Meridian Cloud Services, Inc.
Deal is executable with appropriate risk mitigation
PlausityOS analyzed 247 documents across 7 workstreams in 4.2 hours. Overall risk scores 6.8/10 (Elevated), driven primarily by critical cybersecurity findings and elevated financial quality-of-earnings concerns. The deal is broadly executable at the proposed $195M enterprise value, but value protection mechanisms are warranted before close.
The most material risks are concentrated in two workstreams: Cybersecurity (8.1) — an expired SOC 2 Type II certification with unresolved API vulnerabilities creates active enterprise customer retention risk — and Financial (7.4) — management's adjusted EBITDA includes $2.3M in addbacks that do not meet standard QoE criteria. These issues are remediable but require deal structuring to allocate risk appropriately.

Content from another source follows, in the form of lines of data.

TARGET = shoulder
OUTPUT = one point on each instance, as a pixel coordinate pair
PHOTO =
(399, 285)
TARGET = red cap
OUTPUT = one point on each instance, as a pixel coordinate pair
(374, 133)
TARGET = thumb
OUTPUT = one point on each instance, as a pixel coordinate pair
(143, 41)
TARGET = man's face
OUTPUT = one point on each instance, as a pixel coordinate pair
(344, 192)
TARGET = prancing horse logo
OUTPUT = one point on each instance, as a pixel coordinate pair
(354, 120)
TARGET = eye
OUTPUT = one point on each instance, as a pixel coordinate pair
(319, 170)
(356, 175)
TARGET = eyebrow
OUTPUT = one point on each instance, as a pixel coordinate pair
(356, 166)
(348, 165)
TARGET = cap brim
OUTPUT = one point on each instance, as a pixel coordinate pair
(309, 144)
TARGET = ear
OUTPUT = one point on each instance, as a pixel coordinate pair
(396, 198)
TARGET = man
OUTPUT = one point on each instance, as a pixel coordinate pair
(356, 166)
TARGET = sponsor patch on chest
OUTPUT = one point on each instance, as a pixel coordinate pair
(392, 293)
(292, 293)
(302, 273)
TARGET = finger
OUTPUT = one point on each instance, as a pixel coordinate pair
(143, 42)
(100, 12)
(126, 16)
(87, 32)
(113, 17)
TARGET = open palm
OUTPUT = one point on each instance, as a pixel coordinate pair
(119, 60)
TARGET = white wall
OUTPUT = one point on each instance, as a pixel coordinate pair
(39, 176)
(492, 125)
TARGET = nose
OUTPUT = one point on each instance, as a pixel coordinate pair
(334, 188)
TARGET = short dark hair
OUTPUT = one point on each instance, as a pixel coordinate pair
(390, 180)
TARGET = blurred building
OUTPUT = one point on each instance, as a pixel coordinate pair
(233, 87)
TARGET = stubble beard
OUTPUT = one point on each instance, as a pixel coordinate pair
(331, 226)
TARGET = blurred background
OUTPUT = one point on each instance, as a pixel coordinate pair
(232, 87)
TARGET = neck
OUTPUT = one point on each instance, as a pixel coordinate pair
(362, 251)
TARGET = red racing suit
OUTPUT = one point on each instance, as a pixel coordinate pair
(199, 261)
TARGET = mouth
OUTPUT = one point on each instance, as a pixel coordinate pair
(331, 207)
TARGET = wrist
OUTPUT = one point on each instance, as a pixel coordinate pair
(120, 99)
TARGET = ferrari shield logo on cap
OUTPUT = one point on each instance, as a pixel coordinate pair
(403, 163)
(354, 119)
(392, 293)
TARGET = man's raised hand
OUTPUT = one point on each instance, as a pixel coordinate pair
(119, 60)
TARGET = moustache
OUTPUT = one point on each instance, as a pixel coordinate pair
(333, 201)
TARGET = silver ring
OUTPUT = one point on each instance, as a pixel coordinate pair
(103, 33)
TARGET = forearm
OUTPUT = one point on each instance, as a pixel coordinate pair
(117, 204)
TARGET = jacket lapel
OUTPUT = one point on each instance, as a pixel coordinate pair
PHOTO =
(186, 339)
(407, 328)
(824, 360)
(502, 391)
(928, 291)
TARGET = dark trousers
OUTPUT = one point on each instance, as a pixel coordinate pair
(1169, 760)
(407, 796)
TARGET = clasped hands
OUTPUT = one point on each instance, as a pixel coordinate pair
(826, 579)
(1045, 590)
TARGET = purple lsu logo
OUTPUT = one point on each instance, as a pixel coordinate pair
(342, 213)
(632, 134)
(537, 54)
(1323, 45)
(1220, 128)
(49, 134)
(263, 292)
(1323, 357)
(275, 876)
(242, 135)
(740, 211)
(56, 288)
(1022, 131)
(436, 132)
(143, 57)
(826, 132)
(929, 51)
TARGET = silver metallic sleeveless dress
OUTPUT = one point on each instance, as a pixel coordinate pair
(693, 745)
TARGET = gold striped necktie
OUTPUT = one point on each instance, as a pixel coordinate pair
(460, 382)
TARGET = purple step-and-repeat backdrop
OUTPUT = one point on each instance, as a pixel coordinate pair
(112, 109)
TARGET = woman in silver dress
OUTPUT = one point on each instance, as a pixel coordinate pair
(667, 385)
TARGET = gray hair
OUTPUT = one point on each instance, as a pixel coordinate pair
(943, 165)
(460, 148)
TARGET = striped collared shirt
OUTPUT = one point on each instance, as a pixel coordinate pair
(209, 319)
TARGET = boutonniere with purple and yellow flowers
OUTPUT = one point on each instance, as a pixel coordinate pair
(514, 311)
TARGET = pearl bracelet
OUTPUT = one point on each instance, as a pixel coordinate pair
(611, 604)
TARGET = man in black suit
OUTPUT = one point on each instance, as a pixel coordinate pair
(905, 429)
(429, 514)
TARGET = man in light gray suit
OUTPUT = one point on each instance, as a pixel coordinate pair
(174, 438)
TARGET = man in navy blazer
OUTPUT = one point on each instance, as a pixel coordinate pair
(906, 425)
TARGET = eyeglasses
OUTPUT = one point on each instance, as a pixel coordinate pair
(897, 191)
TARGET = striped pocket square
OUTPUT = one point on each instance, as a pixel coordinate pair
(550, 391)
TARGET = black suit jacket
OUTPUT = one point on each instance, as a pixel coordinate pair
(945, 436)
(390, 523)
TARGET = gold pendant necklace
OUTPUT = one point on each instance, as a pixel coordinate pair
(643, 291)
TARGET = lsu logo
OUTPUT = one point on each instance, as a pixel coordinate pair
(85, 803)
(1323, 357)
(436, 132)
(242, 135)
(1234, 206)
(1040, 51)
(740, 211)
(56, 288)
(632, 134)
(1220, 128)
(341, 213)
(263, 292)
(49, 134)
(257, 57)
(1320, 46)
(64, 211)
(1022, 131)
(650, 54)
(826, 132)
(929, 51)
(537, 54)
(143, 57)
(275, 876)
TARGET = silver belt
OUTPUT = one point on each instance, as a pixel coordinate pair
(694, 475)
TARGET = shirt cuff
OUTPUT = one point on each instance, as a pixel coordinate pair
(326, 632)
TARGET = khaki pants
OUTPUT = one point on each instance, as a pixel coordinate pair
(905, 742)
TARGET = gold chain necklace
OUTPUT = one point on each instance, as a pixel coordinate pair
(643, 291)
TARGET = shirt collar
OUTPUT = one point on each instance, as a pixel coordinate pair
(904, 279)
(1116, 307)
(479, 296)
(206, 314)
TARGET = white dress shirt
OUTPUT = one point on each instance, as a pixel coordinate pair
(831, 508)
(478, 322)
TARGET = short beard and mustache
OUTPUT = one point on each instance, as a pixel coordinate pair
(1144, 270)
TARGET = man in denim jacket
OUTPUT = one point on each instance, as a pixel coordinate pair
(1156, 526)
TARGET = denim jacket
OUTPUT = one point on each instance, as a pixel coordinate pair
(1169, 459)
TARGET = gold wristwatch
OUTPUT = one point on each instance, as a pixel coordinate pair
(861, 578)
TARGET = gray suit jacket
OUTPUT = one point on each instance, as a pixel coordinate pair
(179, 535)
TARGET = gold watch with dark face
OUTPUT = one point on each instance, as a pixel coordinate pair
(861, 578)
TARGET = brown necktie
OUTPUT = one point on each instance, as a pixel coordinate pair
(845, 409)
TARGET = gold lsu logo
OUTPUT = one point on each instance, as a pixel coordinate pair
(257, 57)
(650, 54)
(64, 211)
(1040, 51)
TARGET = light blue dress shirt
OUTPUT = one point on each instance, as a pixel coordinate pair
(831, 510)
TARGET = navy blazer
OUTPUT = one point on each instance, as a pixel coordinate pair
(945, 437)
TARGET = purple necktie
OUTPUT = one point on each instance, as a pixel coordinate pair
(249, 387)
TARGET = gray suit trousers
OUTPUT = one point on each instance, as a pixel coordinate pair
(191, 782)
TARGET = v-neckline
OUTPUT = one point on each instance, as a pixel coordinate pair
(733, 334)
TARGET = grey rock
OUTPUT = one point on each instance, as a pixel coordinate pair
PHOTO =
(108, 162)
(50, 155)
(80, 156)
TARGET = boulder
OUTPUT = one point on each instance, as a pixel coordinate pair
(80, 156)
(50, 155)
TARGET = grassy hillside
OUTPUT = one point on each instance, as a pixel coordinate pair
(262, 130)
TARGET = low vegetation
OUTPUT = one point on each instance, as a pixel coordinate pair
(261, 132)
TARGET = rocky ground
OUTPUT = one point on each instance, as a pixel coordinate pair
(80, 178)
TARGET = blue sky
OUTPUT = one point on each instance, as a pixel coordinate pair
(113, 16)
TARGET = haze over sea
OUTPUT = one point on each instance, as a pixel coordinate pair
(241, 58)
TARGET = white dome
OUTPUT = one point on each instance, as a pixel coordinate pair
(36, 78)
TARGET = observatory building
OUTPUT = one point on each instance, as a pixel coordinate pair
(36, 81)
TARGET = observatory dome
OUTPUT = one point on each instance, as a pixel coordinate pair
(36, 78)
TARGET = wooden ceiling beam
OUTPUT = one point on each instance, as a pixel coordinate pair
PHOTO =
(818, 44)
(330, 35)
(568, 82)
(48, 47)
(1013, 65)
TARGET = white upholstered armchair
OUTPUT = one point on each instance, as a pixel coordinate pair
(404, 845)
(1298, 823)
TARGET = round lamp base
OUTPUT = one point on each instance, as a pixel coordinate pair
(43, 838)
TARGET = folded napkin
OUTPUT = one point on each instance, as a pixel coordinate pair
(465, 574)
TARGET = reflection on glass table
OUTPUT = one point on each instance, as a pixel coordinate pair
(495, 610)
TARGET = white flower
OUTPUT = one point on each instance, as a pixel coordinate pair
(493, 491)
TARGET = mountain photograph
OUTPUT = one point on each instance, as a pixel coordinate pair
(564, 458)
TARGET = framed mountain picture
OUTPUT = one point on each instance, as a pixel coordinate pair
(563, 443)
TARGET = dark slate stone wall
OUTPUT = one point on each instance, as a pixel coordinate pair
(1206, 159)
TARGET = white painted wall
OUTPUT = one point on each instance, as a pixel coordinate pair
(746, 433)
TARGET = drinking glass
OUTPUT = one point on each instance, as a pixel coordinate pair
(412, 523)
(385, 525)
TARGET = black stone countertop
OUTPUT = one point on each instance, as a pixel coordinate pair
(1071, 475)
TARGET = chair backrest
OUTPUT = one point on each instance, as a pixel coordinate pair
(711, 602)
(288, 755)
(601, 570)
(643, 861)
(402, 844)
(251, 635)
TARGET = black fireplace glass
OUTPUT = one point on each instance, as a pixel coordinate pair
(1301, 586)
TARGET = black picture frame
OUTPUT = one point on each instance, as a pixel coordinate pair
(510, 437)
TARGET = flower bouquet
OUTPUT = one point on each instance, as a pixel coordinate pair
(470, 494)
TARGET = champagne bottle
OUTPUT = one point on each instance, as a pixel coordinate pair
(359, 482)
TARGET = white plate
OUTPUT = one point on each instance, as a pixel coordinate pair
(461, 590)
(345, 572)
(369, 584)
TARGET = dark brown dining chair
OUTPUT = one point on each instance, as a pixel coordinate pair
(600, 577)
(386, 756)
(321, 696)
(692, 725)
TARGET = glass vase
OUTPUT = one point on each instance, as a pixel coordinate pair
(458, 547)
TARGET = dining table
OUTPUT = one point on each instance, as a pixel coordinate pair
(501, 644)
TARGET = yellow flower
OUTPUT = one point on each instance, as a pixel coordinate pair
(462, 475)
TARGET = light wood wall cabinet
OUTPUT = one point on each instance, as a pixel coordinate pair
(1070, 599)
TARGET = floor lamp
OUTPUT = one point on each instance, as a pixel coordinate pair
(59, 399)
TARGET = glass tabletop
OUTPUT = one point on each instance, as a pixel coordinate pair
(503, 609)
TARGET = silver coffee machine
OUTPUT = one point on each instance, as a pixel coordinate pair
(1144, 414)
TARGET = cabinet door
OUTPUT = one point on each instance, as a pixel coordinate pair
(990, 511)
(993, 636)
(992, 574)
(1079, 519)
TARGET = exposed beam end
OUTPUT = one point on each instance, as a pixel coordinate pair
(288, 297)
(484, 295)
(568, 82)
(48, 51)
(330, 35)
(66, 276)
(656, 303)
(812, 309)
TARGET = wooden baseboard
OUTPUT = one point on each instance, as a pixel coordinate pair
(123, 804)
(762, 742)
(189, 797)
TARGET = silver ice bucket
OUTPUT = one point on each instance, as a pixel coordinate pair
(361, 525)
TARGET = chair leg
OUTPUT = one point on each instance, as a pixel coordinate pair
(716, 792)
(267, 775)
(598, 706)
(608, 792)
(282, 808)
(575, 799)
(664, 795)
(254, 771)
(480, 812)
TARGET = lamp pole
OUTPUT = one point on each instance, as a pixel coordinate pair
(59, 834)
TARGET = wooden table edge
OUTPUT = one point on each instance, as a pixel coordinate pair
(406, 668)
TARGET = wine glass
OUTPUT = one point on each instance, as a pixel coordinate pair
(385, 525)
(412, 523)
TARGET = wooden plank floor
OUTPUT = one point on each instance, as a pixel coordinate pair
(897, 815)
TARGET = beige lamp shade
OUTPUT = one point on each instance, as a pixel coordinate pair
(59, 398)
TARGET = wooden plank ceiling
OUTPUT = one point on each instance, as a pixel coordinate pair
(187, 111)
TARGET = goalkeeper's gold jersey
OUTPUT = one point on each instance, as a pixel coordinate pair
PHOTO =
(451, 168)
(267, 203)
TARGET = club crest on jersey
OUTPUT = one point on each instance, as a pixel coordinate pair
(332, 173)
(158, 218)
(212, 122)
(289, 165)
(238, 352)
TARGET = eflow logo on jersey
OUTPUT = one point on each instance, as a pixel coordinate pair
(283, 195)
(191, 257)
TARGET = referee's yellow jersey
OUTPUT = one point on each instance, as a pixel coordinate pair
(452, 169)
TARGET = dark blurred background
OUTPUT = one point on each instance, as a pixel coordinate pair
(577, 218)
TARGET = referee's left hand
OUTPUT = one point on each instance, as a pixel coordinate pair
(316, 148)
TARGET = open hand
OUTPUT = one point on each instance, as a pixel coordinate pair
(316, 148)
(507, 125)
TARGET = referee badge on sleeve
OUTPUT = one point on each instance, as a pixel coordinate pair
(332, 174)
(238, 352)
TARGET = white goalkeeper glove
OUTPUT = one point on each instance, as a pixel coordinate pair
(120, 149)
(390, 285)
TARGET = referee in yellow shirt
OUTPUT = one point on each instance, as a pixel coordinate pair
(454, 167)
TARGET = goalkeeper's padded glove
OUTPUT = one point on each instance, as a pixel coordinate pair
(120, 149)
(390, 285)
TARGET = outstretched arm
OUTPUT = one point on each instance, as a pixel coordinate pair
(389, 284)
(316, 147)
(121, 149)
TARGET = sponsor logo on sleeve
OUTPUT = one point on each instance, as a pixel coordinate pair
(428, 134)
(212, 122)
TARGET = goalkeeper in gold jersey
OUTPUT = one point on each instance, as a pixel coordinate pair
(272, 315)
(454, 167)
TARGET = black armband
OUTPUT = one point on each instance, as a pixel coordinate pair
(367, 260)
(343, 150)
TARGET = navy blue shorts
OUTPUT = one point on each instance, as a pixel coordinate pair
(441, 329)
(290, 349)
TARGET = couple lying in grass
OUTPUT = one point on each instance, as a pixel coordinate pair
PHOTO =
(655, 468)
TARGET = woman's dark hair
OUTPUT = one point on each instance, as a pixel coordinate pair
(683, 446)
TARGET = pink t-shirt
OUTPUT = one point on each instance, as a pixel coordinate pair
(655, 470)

Commercial fundamentals are solid: ARR of $29.1M growing 22% YoY with strong logo retention, though net revenue retention has compressed from 112% to 104% over 24 months and warrants monitoring. The technology stack carries meaningful modernization debt ($3–5M), which is manageable within a 24-month post-close roadmap.
☑ Recommended Deal Mechanics
- →$15M escrow holdback for 18 months to cover FalconTech IP litigation ($15M claim; no insurance confirmed).
- →Condition close on completion of SOC 2 Type II renewal audit OR $8M price reduction with 90-day post-close milestone.
- →Retention packages for top 5 engineers (est. $2.1M total) tied to 24-month vesting; 3 are unprotected today.
- →Working capital peg at $6.4M (company currently pegs at $4.8M); adjust purchase price accordingly.
- →Enhanced reps & warranties insurance covering cybersecurity and IP representations for 3-year tail.